I would never say a student can’t read. That would be a deficit model. I might write, “The student is able to identify individual letters yet is able to form words with the assistance of” … or something like that, quantified with data.
It’s important for parents to be aware that the Current Performance Level is a data-based narrative that identifies the baseline where your student currently resides.
It’s also important for parents to realize, and special educators as well, that the Current Performance Level is replaced by the progress report (sent home with your child’s report card). So it’s really important to look at the most recent progress report. Parents or special educators might go back and look to the Current Performance Level that started the IEP year. My suggestion is that it’s already over and done. Go to the most recent progress report, because the most recent progress report says, “Well, your student was there, but now they’re here.”
The progress reports become more important than the Current Performance Level as the IEP year goes on.
How does this relate to transition? It all relates! No matter what age your student is, a transition-focused IEP is an IEP that is written in a manner that enables the team to track “meaningful progress”. It is an IEP built on your students strengths, needs, preferences and interests.
Learn more about creating IEP present levels for kids with CVI. [CVI Now]
My perspective has always been that we’re collaborators. We’re working together. And I know that sometimes it feels like us versus them. It is never meant to be that way.

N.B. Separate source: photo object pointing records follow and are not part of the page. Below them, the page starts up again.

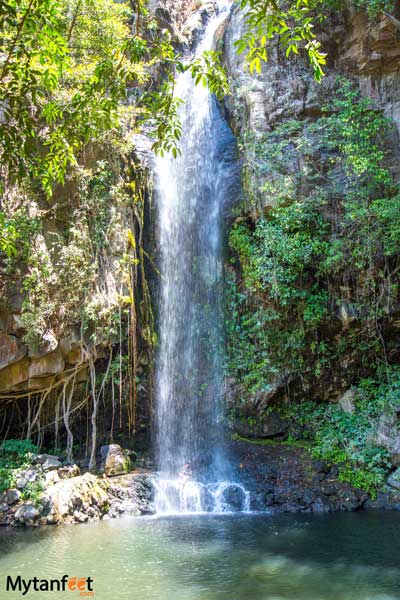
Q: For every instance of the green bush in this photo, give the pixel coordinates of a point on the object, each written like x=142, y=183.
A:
x=329, y=244
x=347, y=439
x=14, y=454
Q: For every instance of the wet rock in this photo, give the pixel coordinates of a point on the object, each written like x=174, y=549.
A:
x=234, y=497
x=394, y=479
x=40, y=459
x=10, y=350
x=51, y=463
x=48, y=344
x=68, y=472
x=50, y=364
x=51, y=477
x=13, y=496
x=21, y=483
x=114, y=460
x=14, y=374
x=27, y=514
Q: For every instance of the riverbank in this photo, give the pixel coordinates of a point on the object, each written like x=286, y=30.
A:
x=280, y=477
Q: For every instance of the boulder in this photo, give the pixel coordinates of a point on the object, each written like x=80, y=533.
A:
x=48, y=344
x=114, y=460
x=21, y=483
x=13, y=496
x=10, y=350
x=51, y=477
x=47, y=365
x=41, y=459
x=27, y=514
x=14, y=374
x=70, y=497
x=394, y=479
x=51, y=464
x=69, y=471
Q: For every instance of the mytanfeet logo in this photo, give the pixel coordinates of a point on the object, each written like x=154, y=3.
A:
x=81, y=585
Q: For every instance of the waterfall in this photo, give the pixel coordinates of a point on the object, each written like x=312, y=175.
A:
x=193, y=191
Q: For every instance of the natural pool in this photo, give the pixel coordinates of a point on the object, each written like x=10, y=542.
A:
x=347, y=556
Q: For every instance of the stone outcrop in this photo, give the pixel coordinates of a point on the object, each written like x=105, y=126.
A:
x=68, y=497
x=114, y=460
x=285, y=478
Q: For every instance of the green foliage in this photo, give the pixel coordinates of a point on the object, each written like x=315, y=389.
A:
x=14, y=454
x=8, y=236
x=65, y=73
x=333, y=220
x=348, y=439
x=291, y=23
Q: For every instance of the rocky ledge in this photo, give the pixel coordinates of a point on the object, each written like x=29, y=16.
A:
x=284, y=478
x=49, y=492
x=281, y=477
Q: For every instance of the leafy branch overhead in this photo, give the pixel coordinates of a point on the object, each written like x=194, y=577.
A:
x=69, y=67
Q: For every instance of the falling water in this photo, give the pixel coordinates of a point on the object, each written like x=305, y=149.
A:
x=193, y=191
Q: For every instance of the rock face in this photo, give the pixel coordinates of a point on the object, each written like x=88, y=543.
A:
x=366, y=51
x=72, y=498
x=286, y=479
x=114, y=460
x=388, y=436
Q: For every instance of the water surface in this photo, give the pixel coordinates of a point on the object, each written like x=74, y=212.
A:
x=242, y=557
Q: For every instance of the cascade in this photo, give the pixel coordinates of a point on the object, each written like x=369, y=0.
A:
x=193, y=192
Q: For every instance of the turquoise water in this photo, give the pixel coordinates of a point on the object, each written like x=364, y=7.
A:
x=286, y=557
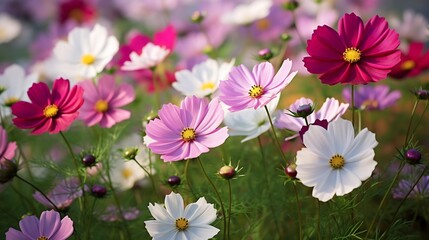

Parents bring a lot of good information to the table. They’re experts in what they do. They’re experts at being parents. I’m an expert in being a parent as well. But I’m also an expert at being a special educator and an IEP developer. We can share our areas of expertise and bring that to the table for the good of your student. Merely because I have a different point of view about what is appropriate, it doesn’t mean either one of us is wrong. It means we have to reach a point of collaboration and agreement.
Transition assessments from multiple perspectives should inform your IEP planning.